I went form 120 to 165 myself as a freshman in high school. I worked out every weekday of the summer on weights, swimming and basketball because that's what the rec center had and I was up there 6-8 hours per weekday. I ate a lot but had no supplements other than gatorade and raw eggs in milk.

But at that age, you had your testosterone surge, which was the main reason the increased muscle mass and weight was achievable.

Other such anecdotal evidence is also likely associated with the natural rise of GH and testosterone, even if it's delayed until 18 or 19.
 
Yeah, 20 pounds in a year is not happening.

The most I have ever seen a person personally gain in a year is about 12 pounds of muscle and the guy really did it in about 14 months instead of a year. The main reason he gained that much besides the massive amounts of calories, protein and workout time was because he was a newbie in the gym and had never lifted weights before. I'm not saying other people haven't gained more or it's never been done but that's just the most that I have ever seen in that timeframe.

With that being said, I think Gregory can get up to 260 rather quickly, but it won't all be muscle. It will be more fat and water weight than muscle.

On a side note for me personally. Creatine really helped me out in my workouts. It really helped me add strength and helped me gain mass over time quicker as opposed to when I wasn't taking it. Just thought I'd plug creatine in there, lol.

Yup. It helps you retain water which floods the muscles. That adds strength so you can lift heavier weights which promotes further muscle growth.
It is like a legal and non dangerous version of Dianabol.

There was once a legal over the counter called Spawn. My nephew used that working with me and gained about 25 pounds in 3 months. A lot of that was water but he got much stronger and set all his personal bests. And he's spent his entire life as a string bean so he needed the water.
Once they outlawed spawn he lost the water weight and his strength has waned a bit.
It acted much like illegal Dianabol.

For him the creatine isn't strong enough to overcome his genetic build.
 
Gregory is trying to add bulk this offseason. I assume muscle and not fat??
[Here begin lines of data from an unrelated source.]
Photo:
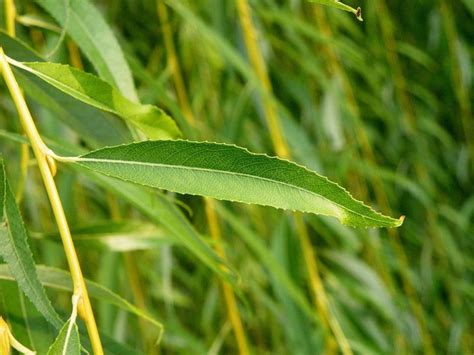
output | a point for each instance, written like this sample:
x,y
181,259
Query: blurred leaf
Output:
x,y
61,280
92,34
154,122
227,172
94,126
15,251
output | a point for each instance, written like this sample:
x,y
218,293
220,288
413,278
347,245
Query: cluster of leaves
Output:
x,y
358,102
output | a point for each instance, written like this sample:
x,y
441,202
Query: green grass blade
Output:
x,y
97,128
231,173
61,280
67,341
15,251
88,88
341,6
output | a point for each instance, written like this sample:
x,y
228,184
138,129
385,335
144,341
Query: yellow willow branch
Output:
x,y
7,341
229,296
258,64
173,63
281,148
47,168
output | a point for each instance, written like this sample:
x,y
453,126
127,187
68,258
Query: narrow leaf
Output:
x,y
67,341
231,173
61,280
154,122
96,127
86,25
15,251
339,5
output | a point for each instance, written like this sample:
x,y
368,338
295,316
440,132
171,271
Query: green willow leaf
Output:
x,y
61,280
88,88
67,341
339,5
86,25
15,251
231,173
160,209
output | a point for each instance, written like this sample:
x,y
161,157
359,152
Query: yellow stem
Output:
x,y
229,296
173,63
7,341
10,18
46,166
281,149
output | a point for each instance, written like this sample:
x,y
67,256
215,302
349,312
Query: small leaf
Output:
x,y
96,127
86,25
231,173
339,5
67,342
154,122
15,251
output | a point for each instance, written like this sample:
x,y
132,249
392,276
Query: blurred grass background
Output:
x,y
383,107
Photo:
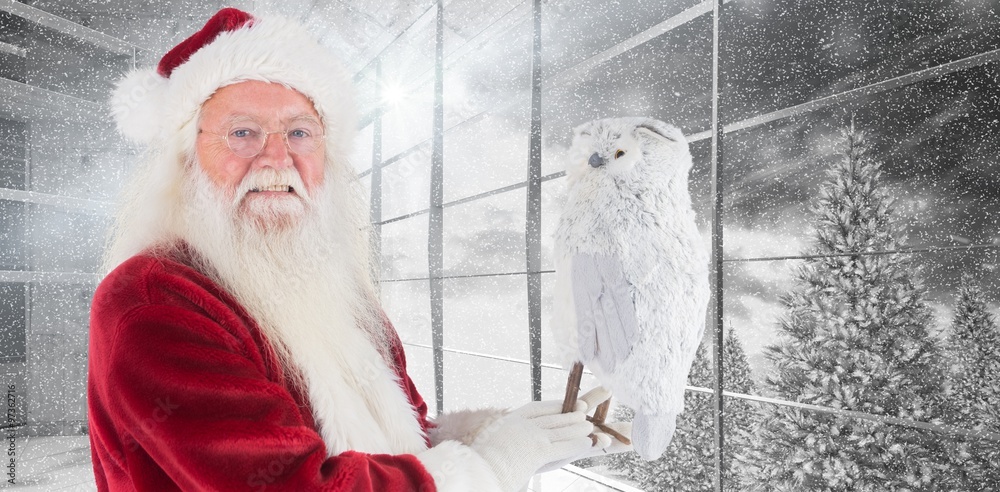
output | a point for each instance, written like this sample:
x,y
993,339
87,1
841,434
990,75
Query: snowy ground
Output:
x,y
62,463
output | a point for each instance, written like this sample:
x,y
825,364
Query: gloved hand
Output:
x,y
519,443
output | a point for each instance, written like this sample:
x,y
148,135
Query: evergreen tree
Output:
x,y
854,337
688,465
973,346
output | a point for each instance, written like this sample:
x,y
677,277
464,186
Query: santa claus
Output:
x,y
237,342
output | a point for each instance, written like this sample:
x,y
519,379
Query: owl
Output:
x,y
632,272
Isn't it impossible to add 10 or 20 pounds of muscle in such a short time without PEDs?

I started working out a few years ago and it took me a year to add 20 pounds of muscle.
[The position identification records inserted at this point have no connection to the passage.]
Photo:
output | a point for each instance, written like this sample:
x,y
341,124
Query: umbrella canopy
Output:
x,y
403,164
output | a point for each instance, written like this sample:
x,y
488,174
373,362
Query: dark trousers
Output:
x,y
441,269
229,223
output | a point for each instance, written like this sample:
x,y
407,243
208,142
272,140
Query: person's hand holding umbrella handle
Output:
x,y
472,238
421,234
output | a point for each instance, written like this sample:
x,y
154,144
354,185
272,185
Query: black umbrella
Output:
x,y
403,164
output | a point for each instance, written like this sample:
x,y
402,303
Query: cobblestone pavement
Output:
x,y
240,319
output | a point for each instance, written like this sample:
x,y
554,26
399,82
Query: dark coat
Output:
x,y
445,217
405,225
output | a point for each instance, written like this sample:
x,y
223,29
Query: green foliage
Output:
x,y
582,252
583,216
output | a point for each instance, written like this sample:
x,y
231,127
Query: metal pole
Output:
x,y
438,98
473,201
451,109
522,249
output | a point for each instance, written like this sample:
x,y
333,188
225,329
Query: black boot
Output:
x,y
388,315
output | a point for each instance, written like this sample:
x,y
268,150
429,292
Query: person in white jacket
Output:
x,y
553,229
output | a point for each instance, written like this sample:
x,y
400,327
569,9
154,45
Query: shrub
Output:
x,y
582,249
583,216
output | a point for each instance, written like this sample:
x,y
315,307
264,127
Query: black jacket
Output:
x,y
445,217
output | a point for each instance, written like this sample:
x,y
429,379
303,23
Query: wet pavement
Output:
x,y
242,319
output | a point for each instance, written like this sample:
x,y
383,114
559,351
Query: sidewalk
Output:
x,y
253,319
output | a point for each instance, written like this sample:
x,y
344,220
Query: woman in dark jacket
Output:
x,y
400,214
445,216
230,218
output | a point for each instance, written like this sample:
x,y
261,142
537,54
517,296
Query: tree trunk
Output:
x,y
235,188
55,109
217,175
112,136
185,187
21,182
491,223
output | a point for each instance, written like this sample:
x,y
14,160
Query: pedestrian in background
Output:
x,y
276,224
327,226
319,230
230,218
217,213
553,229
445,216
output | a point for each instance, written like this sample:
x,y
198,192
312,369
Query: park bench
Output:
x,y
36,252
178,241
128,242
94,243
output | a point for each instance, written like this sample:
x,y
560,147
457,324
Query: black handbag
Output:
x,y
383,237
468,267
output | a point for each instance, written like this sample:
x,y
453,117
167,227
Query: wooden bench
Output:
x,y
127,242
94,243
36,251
Genetics play a big part in the time it takes to add muscle. I read where the average body builder can add about 2 1/2 pounds of muscle per month but that may be with steroid use. Age, bone structure and muscle length play a part in how fast a person can add muscle.
 
If a person gains 15 pounds of muscle they are going to gain AT LEAST another 5 pounds of weight.

No one is suggesting Randy Gregory is going to be trying to win Mrs Fitness USA.
His goal is added weight and strength which will mean a much larger gain than in just muscle alone.

The continued focus and lamentations about pure lab-isolated raw muscle gain in physically mature adults are just sequitars to no where.
It has zero to do with anything.

21 is borderline for adult males in cut off for physical maturity. Some do bloom late and gain height and overall size after that but they are extreme outliers.

Randy has been in a world class program at Nebraska and is unlikely to see the kinds of gains many have when exploding in size.
He simply doesn't have those factors going for him.

A realistic goal for Randy would be 20 pounds in one year. 13 or so of that likely muscle.
For training camp he better try to get on about 10 pounds much of it water weight.
That's just to withstand the physical beating.

BTW, we all heard Demarco Murray would gain 20 pounds for games in water weight alone just last year.
So we probanly should stop pretending it just couldn't happen. Gregory could take the field at 250 with water weight next year just following Murray's MMA plan and never touching a weight.

Most MMA fighters put on 20-40 pounds in the 30 hours between weigh ins and fight time.

Agree.

There is more than one question implied in this thread.

1. How much muscle weight can person gain per month, and specifically how much can Gregory gain.

2. How much useful weight can Gregory gain by the beginning of the season. This would be total weight not just muscle. It could include water and fat. He does not need to have an extremely low body fat so gaining some fat in addition to muscle is OK.